Another concern is that the safe-withdrawal literature typically assumes you have a large portion of your retirement portfolio in stocks — 60 to 70 percent. Yet many retirees rightly shy away from volatile equities, preferring to invest more conservatively.
I think that these type of withdrawal strategy calculations may be the wrong way for most pre-retirees and new retirees to go.
The 'Safety First' Withdrawal Idea
Instead, I believe you should figure out how to invest and withdraw enough money from your portfolio to maintain your standard of living during retirement. With this “safety first” tactic, you’ll concentrate on building a floor under your lifestyle, a buffer against bad times.
So rather than worry about historic and prospective rates of return, focus on your needs.
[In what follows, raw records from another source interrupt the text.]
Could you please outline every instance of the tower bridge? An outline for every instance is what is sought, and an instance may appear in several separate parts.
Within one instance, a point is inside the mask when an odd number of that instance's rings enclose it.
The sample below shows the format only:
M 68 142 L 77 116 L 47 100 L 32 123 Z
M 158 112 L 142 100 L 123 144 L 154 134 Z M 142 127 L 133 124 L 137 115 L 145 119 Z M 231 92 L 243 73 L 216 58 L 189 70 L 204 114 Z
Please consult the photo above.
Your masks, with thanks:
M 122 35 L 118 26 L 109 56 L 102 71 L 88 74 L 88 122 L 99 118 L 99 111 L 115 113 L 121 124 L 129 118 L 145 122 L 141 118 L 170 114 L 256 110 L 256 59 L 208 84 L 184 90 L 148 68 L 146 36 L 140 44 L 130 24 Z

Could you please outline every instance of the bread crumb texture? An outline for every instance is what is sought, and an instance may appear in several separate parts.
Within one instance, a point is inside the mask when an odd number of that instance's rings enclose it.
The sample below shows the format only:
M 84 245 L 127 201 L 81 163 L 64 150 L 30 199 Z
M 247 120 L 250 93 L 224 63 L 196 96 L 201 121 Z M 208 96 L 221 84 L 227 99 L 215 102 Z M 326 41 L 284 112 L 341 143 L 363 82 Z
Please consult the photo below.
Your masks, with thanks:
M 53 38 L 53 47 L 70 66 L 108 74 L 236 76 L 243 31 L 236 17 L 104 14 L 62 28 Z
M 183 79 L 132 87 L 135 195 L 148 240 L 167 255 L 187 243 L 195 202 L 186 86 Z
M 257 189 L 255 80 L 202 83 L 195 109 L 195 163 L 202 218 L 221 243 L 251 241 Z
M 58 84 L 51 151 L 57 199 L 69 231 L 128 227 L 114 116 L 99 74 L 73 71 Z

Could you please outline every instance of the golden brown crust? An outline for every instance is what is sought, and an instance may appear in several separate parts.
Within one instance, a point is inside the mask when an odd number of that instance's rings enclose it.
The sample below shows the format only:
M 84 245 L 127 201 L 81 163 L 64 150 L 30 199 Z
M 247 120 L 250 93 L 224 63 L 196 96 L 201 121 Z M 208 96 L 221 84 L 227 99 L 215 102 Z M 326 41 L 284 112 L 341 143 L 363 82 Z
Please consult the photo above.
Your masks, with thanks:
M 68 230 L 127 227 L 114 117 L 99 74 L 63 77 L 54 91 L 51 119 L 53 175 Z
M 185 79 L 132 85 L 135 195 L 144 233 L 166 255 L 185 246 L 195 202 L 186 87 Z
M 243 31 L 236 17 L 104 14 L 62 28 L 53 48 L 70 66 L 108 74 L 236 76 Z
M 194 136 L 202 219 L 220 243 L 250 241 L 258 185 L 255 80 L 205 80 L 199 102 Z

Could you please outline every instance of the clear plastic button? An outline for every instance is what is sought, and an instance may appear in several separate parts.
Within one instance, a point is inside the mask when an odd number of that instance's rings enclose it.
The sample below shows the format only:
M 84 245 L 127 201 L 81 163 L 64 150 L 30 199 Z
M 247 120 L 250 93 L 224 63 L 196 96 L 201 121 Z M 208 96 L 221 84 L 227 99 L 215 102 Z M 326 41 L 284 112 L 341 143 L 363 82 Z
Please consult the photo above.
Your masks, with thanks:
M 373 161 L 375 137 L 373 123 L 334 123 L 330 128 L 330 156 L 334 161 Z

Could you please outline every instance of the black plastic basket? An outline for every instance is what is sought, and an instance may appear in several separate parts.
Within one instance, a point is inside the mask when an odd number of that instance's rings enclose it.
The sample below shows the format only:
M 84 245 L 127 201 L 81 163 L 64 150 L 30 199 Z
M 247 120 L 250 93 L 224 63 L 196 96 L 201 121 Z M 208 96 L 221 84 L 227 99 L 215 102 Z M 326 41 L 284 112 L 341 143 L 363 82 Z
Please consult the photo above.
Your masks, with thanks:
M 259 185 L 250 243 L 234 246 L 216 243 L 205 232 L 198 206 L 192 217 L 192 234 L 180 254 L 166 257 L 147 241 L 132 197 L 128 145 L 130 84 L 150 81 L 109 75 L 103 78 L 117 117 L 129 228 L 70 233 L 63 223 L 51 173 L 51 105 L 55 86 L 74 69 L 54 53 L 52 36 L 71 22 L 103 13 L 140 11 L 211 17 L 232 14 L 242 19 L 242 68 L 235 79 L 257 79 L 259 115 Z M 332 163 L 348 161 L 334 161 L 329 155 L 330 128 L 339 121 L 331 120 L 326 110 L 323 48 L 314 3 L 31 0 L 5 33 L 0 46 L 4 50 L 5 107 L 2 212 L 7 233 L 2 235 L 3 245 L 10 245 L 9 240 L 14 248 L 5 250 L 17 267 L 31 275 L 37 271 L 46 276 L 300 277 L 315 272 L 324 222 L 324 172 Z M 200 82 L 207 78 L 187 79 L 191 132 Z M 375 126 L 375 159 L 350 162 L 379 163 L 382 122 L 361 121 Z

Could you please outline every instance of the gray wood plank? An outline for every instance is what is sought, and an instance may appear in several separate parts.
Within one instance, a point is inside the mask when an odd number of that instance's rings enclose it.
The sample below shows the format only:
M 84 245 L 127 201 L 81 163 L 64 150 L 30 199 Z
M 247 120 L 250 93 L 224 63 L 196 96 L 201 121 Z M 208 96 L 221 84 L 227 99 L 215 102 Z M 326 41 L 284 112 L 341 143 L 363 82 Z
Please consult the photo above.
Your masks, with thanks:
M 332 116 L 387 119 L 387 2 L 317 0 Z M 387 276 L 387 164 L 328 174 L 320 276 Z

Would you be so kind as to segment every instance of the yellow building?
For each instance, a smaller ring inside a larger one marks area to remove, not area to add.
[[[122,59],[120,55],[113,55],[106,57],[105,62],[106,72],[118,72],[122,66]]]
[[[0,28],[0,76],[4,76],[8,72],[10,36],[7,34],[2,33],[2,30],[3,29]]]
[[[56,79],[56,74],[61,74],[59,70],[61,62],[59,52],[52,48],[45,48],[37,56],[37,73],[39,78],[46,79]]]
Then match your financial resources to your necessary expenses.
This way, you’ll be minimizing your downside risk, creating a money cushion to cover expenses without having to worry whether stocks or bonds have fallen into one of their periodic bear markets.
“What we ultimately care about is meeting our goals. You can’t eat a rate of return,” wrote Zvi Bodie, a finance professor at Boston University, and Rachelle Taqqu, a Certified Financial Analyst at New Vista Capital LLC, in their new book, Risk Less and Prosper: Your Guide to Safer Investing
Investments for 'Safety First' Withdrawals
The basic idea of this safety-first approach is to lock in a stream of income that guarantees you a minimum standard of living. To do so, you’d use investments such as U.S. Treasury Inflation Protected Securities (TIPS), lifetime annuities from blue-chip issuers, federally insured savings accounts and the like. Social Security is a key plank in this type of safety-first portfolio since the retirement benefits are guaranteed and predictable.
Once you’ve created your margin-of-safety withdrawal program, you can then afford to take greater risks with any remaining savings. Ideally, you’ll earn a higher return on riskier assets you can then spend on “aspirational” wants, such as enjoying expensive restaurants and traveling to distant shores.
“You still have your guaranteed income floor in place to meet your needs no matter what happens. With this approach, withdrawal rates hardly matter,” writes Wade Pfau, professor of Retirement Income at the American College of Financial Services, in his article, “The Safety-first, Goals-based Approach to Financial Planning
Low Rates and Retirement Withdrawals
Of course, the current, low interest-rate environment has made it difficult for many new retirees to create a decent guaranteed income for themselves using TIPS, lifetime annuities and other safe assets. Consequently, many boomers – even those with well-funded 401(k)s and IRAs – will bolster their financial foundations by working part-time in retirement.
Nonetheless, the safety-first mindset with its emphasis on building a lifestyle floor seems a wise approach to avoid running out of money in retirement.